An unusually cool spring and ensuing stubborn snowpack have local officials preparing for the worst. Comparisons have been drawn between the current conditions and those leading up to the catastrophic 1964 flood – an event that, if it were to occur today, would decimate areas where development has boomed in past decades.
At last Friday’s flood coordination meeting with county and city emergency officials, the National Weather Service briefed the group, saying because of cool spring weather and continuing snowfall that the mountain snowpack above the Flathead Basin is at 119 percent of the 30-year average for this time of year. After more cool weather earlier this week, a warming trend starting Thursday and continuing through the weekend could bring rapid melting and a quick rise in river levels.
“High snowpack is good news as far as drought and irrigation is concerned, but the bad news is that it also creates higher flood potential,” Ray Nickless, NWS hydrologist, said.
The flow forecast for the Middle Fork Flathead River projects high water to reach somewhere between 9.1 and 11.7 feet, with flood stage being 10 feet. The North Fork Flathead River, where the flood stage is 13 feet, is projected to peak between 11.7 to 16.8 feet. The main Flathead River is projected to be between 11.7 and 16.8 feet; flood stage is 14 feet.
Specific flow projections aren’t available for the Whitefish and Stillwater rivers, but Nickless was projecting last week that they would meet or exceed flood stage.

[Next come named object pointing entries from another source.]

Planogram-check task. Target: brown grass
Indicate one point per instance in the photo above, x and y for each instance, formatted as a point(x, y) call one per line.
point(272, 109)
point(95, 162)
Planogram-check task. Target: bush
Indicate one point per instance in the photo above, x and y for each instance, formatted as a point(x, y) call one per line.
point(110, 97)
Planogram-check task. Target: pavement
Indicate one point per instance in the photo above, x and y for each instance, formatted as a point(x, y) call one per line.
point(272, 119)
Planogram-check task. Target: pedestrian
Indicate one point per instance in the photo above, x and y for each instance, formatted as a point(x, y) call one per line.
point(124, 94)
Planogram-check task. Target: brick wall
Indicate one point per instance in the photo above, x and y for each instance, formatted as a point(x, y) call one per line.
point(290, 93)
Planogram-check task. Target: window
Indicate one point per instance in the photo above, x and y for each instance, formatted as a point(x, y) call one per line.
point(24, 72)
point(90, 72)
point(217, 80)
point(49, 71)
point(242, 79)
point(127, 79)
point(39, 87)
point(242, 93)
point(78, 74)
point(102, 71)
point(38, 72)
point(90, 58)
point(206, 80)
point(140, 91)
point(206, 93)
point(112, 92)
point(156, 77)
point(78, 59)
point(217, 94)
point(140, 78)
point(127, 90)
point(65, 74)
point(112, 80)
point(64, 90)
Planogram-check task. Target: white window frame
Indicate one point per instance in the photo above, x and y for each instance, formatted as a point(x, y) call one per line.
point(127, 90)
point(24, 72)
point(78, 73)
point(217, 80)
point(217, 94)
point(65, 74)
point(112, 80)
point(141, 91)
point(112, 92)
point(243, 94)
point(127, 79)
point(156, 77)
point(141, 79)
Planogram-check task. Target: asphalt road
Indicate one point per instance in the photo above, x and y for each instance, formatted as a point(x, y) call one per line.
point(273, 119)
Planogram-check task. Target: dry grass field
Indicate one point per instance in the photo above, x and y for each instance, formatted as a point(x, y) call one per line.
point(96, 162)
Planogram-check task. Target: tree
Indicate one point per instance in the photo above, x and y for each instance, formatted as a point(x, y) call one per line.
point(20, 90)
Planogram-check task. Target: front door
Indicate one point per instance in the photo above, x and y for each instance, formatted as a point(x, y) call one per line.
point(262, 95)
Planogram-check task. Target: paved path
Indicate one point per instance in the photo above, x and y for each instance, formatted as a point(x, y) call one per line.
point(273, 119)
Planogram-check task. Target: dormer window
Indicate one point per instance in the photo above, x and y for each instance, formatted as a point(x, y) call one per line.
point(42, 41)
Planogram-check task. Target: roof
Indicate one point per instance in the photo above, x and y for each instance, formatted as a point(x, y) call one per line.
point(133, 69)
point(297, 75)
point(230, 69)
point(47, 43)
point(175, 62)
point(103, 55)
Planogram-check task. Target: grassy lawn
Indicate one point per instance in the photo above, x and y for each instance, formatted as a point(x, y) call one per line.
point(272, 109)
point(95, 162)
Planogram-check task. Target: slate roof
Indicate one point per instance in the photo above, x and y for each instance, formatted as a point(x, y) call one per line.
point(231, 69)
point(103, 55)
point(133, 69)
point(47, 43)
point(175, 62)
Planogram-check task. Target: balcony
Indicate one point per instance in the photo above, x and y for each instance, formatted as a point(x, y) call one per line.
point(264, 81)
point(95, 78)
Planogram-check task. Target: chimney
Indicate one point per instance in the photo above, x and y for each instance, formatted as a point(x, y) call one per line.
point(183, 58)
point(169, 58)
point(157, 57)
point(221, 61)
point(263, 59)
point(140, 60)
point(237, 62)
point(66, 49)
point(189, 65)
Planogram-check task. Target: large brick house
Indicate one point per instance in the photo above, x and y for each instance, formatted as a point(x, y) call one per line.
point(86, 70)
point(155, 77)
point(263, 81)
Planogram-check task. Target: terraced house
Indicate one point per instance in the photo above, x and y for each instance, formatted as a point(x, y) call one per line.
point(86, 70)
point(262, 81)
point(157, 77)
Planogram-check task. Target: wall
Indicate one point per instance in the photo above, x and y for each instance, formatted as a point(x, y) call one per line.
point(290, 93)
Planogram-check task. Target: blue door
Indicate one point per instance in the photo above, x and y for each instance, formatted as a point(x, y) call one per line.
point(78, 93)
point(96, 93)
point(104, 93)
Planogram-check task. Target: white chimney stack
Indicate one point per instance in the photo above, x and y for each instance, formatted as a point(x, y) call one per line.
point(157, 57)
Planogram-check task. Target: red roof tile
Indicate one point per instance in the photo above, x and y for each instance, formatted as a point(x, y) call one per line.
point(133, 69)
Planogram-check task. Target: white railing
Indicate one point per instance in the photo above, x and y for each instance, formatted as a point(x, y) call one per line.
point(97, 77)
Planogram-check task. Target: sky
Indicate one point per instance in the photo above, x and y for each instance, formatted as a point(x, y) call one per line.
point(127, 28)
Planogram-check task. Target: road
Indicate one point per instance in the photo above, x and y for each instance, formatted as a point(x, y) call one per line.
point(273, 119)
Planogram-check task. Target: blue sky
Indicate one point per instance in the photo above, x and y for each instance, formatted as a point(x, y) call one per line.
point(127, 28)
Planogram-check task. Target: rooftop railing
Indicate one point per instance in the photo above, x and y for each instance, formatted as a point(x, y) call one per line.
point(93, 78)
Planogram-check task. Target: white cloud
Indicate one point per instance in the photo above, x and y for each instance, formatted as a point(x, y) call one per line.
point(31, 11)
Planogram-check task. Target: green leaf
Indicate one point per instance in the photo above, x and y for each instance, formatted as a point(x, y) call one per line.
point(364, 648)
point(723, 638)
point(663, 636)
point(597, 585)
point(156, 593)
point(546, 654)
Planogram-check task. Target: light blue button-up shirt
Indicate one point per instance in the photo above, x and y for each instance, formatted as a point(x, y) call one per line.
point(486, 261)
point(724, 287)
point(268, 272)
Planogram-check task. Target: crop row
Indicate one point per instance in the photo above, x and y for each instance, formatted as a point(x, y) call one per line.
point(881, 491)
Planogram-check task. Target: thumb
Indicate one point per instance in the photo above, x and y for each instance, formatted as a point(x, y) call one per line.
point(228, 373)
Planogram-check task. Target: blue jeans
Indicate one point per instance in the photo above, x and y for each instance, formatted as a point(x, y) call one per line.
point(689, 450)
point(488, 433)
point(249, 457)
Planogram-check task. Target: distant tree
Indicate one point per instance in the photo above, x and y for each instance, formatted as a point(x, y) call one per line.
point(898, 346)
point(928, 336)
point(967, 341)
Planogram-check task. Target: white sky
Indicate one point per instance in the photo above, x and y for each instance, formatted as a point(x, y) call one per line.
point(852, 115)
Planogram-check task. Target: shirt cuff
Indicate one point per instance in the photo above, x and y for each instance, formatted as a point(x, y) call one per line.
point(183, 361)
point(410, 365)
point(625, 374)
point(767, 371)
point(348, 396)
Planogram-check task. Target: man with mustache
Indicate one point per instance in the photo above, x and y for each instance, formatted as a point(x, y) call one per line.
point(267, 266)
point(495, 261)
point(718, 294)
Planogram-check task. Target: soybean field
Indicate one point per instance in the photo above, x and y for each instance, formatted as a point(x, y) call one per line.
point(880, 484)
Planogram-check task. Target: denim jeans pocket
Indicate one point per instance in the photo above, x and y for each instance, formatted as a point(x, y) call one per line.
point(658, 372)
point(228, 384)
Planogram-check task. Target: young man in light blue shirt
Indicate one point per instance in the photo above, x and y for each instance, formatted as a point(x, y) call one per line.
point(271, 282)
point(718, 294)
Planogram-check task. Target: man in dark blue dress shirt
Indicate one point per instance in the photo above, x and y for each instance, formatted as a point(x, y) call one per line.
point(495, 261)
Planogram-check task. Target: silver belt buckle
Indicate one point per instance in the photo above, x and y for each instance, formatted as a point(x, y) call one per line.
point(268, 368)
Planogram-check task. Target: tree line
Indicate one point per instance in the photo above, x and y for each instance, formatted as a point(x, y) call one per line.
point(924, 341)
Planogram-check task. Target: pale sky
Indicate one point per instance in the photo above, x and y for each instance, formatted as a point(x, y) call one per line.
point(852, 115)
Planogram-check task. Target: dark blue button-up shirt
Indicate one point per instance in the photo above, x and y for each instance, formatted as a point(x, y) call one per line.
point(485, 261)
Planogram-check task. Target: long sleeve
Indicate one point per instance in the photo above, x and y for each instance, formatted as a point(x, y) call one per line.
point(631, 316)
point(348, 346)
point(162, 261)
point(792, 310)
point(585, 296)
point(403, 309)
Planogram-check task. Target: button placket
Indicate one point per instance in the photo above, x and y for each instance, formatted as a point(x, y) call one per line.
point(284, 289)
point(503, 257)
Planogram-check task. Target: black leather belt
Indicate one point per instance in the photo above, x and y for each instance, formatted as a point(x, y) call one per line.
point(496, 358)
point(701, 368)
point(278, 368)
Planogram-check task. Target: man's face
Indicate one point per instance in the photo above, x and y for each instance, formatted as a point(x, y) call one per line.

“If we get into a period where there’s a week of 80-some degree temperatures we can see levels get up there fast, and probably see some type of flooding,” he said. “A large rainstorm can turn average flooding to a major flood, and we’re entering our rainy months.”
Mark Peck, former director of Flathead County’s Office of Emergency Services, said there is cause for concern. Peck stepped down last week and is being replaced from within the office by Cindy Mullany.
“On a scale of one to 10, it’s probably a six right now,” Peck said. “It always seems to be just one weather event away.”
Mention flooding in the Flathead Valley and the conversation inevitably turns to the floods in early June of 1964. Extended heavy rains and near-record mountain snowpack turned creeks to raging rivers as roads and rail lines washed out, several hundred homes were swept away and more than 20,000 acres were covered in as much as four feet of water. The Flathead River crested in Columbia Falls at 26.5 feet, more than 12 feet above flood stage.
Since then, the valley has seen unprecedented growth, adding countless homes and businesses in areas that were hardest hit during the 1964 flooding. Local officials are particularly concerned about Evergreen.
“If we had a repeat of the ‘64 flood, Wal-Mart, Shopko, Woodland Park – all those places in Evergreen that didn’t exist before – would be inundated by several feet of water,” Peck said.
There are at least 6,000 homes or businesses located within the flood hazard area, or 100-year flood plain, and countless more in the 500-year flood plain, according to Jeff Harris, director of the county planning office.
“Now, when we review a land division we don’t allow or permit 100 percent of a lot to be in the floodplain – part can be in as long as they have enough land to build off it,” he said.
But that hasn’t always been the case. There wasn’t even a county flood insurance program until the mid-1980s and the floodplain management program was implemented slowly. “I wouldn’t suggest they did anything wrong; it’s part of the evolution of a community,” Harris said. “But, I do think from this point into the future we need to all understand that flooding happens and certain land uses aren’t appropriate within the 100-year floodplain.”
A recent study by the Flathead Lake Biological Station shows similarities in the climate and geological patterns that affect flooding between 1964 and today. The report, which followed landscape change on the Nyack floodplain over 60 years, found a strong correlation between regional climate patterns, changes in floodplain habitats and flood magnitude, Diane Whited, a research associate at the station, said.
Despite similarities to the 1964 season several city and county emergency personnel said they didn’t think there’d be major flooding this year, and noted that a major rain event – the catastrophic impetus for the 1964 flood – isn’t in weather forecasts, yet.
Still, officials are advising county residents living in flood-prone areas to begin the necessary preparations in case of a quick evacuation and plan for their homes and pets or livestock. Officials are working to make arrangements for special population groups, such as the homebound or those in nursing homes.
“People don’t need to be staying up at night worrying, but they should be thinking about the process and what they would do in case of flooding near their home,” Peck said.